Unlocking Potential Binders: Multimodal Pretraining DEL-Fusion for Denoising DNA-Encoded Libraries
Chunbin Gu, Mutian He, Hanqun Cao, Guangyong Chen, Chang-yu Hsieh, Pheng Ann Heng
TL;DR
DEL screening is noisy due to nonspecific interactions, and existing encoders struggle with limited chemical diversity and single-scale representations. The authors present MPDF, a Multimodal Pretraining DEL-Fusion model that combines contrastive pretraining across Graph/Text and ECFP/Text representations with a DEL-Fusion network that fuses atomic, submolecular, and molecular information via bilinear interactions. They pretrain on large biochemical datasets to improve generic feature extraction and define an enrichment parameter $R$ reflecting compound activity, optimized through a Bayesian-inspired loss on $P(R|z)$. Evaluated on three noisy DEL datasets (P, A, OA), MPDF outperforms prior methods in denoising and activity prediction, demonstrating enhanced identification of high-affinity molecules and potential improvements to DEL utility in drug discovery.
Abstract
In the realm of drug discovery, DNA-encoded library (DEL) screening technology has emerged as an efficient method for identifying high-affinity compounds. However, DEL screening faces a significant challenge: noise arising from nonspecific interactions within complex biological systems. Neural networks trained on DEL libraries have been employed to extract compound features, aiming to denoise the data and uncover potential binders to the desired therapeutic target. Nevertheless, the inherent structure of DEL, constrained by the limited diversity of building blocks, impacts the performance of compound encoders. Moreover, existing methods only capture compound features at a single level, further limiting the effectiveness of the denoising strategy. To mitigate these issues, we propose a Multimodal Pretraining DEL-Fusion model (MPDF) that enhances encoder capabilities through pretraining and integrates compound features across various scales.

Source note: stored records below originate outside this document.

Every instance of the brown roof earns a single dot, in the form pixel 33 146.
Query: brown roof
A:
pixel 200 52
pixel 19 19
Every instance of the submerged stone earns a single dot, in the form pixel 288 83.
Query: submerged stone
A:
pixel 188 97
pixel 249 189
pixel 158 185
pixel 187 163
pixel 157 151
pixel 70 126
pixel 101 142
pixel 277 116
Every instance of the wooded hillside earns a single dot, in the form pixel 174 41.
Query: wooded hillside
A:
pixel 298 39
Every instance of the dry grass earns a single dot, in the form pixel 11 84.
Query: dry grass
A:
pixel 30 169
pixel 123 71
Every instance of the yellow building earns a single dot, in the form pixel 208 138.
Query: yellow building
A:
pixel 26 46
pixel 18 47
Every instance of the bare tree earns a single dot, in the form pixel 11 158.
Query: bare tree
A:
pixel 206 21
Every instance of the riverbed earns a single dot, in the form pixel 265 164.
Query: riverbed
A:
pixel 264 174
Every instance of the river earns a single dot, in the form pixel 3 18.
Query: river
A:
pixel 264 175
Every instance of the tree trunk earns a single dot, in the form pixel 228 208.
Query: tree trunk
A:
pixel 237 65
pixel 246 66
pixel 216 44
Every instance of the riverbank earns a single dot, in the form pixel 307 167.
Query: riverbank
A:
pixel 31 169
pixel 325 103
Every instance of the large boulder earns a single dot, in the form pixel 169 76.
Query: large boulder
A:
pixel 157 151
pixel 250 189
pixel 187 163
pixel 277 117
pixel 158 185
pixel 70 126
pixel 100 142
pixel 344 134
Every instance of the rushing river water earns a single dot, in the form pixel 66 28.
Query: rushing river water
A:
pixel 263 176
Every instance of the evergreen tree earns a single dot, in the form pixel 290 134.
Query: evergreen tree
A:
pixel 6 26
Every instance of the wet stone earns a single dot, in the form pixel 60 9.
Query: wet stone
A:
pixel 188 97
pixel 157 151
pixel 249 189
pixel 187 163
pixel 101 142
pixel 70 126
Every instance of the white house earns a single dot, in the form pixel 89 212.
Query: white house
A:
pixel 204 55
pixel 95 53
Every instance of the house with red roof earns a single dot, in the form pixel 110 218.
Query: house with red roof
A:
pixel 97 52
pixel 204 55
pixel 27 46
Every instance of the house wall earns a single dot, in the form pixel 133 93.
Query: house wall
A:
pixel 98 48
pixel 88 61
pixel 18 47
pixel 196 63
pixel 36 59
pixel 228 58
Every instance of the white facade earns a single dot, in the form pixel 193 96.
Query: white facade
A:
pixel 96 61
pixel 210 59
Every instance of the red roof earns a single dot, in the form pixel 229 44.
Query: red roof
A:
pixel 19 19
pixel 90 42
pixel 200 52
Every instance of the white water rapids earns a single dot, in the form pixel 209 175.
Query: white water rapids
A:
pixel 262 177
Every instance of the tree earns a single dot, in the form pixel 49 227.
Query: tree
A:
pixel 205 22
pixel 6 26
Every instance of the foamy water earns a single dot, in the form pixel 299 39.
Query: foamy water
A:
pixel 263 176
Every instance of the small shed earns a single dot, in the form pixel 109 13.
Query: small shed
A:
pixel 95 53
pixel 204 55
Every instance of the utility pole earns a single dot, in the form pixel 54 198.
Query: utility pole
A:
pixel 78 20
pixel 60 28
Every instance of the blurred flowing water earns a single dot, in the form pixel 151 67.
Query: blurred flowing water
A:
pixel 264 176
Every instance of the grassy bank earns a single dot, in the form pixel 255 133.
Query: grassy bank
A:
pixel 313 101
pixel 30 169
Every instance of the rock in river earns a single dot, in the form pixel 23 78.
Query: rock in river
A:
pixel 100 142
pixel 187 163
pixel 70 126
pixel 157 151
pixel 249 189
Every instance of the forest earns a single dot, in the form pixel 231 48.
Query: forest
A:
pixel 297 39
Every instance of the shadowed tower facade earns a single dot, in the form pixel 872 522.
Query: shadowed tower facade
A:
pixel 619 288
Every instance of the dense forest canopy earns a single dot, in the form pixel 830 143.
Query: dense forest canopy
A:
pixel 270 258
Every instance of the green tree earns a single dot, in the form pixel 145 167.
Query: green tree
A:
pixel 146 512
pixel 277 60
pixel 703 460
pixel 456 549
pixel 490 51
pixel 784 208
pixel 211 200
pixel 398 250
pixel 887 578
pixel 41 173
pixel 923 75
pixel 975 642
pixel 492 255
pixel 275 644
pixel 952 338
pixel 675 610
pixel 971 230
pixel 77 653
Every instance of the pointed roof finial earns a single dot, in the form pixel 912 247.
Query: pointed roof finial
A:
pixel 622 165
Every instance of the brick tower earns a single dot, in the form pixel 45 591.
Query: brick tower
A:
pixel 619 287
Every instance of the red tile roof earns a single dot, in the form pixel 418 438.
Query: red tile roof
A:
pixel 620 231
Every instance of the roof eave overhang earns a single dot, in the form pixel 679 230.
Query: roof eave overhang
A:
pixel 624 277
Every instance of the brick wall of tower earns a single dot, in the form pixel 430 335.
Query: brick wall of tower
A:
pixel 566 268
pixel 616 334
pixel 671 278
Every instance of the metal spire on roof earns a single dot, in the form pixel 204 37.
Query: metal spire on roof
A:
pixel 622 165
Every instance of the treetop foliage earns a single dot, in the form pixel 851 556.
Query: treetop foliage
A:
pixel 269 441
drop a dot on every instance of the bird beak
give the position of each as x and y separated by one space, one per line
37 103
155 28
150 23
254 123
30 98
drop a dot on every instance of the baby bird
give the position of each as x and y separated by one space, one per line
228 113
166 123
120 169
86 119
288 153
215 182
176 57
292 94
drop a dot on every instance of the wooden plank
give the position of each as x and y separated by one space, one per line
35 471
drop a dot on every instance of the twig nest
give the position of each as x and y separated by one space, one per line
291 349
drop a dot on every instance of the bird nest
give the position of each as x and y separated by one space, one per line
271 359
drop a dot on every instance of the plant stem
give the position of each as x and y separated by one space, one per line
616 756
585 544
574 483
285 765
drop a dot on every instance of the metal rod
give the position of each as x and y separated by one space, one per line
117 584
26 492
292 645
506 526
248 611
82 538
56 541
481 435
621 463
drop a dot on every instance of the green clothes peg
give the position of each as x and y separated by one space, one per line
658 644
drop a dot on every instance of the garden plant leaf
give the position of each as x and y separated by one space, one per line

We develop pretraining tasks applying contrastive objectives between different compound representations and their text descriptions, enhancing the compound encoders' ability to acquire generic features. Furthermore, we propose a novel DEL-fusion framework that amalgamates compound information at the atomic, submolecular, and molecular levels, as captured by various compound encoders. The synergy of these innovations equips MPDF with enriched, multi-scale features, enabling comprehensive downstream denoising. Evaluated on three DEL datasets, MPDF demonstrates superior performance in data processing and analysis for validation tasks. Notably, MPDF offers novel insights into identifying high-affinity molecules, paving the way for improved DEL utility in drug discovery.